Several cutting-edge technologies have the potential to significantly advance research on SPBC1773.16c:
CRISPR-based technologies:
CRISPRi/CRISPRa for conditional regulation of SPBC1773.16c expression
Base editing for generating point mutations without double-strand breaks
Prime editing for precise genomic modifications
CRISPR screening for identifying genetic interactions
Single-cell approaches:
Single-cell RNA-seq to detect cell-to-cell variability in transcriptional responses
Single-cell proteomics to measure protein levels and modifications
Single-cell chromatin accessibility assays to link chromatin state to transcriptional output
Spatial technologies:
Super-resolution microscopy for studying subnuclear localization
Spatial transcriptomics to map spatial organization of transcription
Proximity labeling methods (TurboID, APEX) for mapping local protein environments
In situ structural biology:
Cryo-electron tomography for visualizing macromolecular complexes in their native context
Integrative structural biology combining multiple data types (crystallography, cryo-EM, crosslinking MS)
Live-cell NMR for studying protein dynamics in vivo
Synthetic biology approaches:
Minimal synthetic transcription circuits incorporating SPBC1773.16c
Optogenetic control of SPBC1773.16c activity
Cell-free expression systems for studying reconstituted regulatory complexes
Implementing these technologies could provide unprecedented insight into the molecular mechanisms and biological functions of SPBC1773.16c.

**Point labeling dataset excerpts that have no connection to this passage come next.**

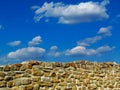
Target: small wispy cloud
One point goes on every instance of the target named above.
(106, 31)
(14, 43)
(83, 51)
(35, 41)
(72, 13)
(54, 52)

Research on SPBC1773.16c has the potential to advance several key areas in transcriptional regulation research:
Regulatory principles in unicellular eukaryotes:
Elucidate fundamental mechanisms of transcriptional control in a simple eukaryotic system
Discover principles that may be conserved across eukaryotic evolution
Identify specializations unique to fission yeast biology
Stress response regulation:
Characterize how transcriptional networks reorganize under various stress conditions
Identify regulatory principles governing adaptation and survival
Uncover stress-specific regulatory mechanisms
Cell cycle-dependent transcription:
Understand how transcriptional programs are coordinated with cell cycle progression
Characterize mechanisms for ensuring proper timing of gene expression
Identify control points for cell cycle-dependent transcriptional regulation
Chromatin-transcription factor interplay:
Elucidate how transcription factors like SPBC1773.16c interact with the chromatin landscape
Understand mechanisms for accessing DNA in the context of nucleosomes
Characterize cooperative interactions between transcription factors and chromatin remodelers
Regulatory network evolution:
Provide insights into how transcriptional networks evolve across species
Identify conserved core regulatory modules and species-specific adaptations
Understand principles governing network rewiring during evolution
By positioning SPBC1773.16c research within these broader contexts, findings can contribute to fundamental understanding of eukaryotic gene regulation beyond the specific protein itself.